Q: But is this absolutism really unique to Christianity originally?
A: I wouldn't go so far as to call it unique. But it is certainly in many ways an oddity and deviation from what seems to have been typical throughout much of human history. There are few parallels to be found (one thing that comes rather close is Egyptian Atenism, whose progenitor was eventually seen for the crackpot he no doubt was.)  Empires predating or uninfluenced by Christianity or Christianized Eurasia have almost always been much more flexible about local belief systems.
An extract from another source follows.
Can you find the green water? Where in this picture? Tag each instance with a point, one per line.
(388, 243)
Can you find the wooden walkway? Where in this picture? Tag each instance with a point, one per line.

For example not just the Romans, but also Alexander the Great's Indo-Greek empire, the Aztec empire, the Mayans, Incas, Maurya, Kushan, Akkadians etc. were all quite tolerant of local beliefs and rituals (though practices deemed outright immoral- such as human sacrifice in Roman-occupied Gaul and Carthage- were usually not okay.) It's hard for me to judge all empires including those for which not enough evidence is available (or about which I haven't read enough) on the incidence of religious persecution, such as Achaemenid Persia- where it's hard to figure out how Zoroastrianism spread precisely- though at least some rulers, such as its founder Cyrus, were at least not pricks about it and quite tolerant. And it's clear that the later Sassanids, Parthians etc. were all more or less okay with religious heterogeneity, though some religions which threatened the power dynamic were less okay than others that didn't.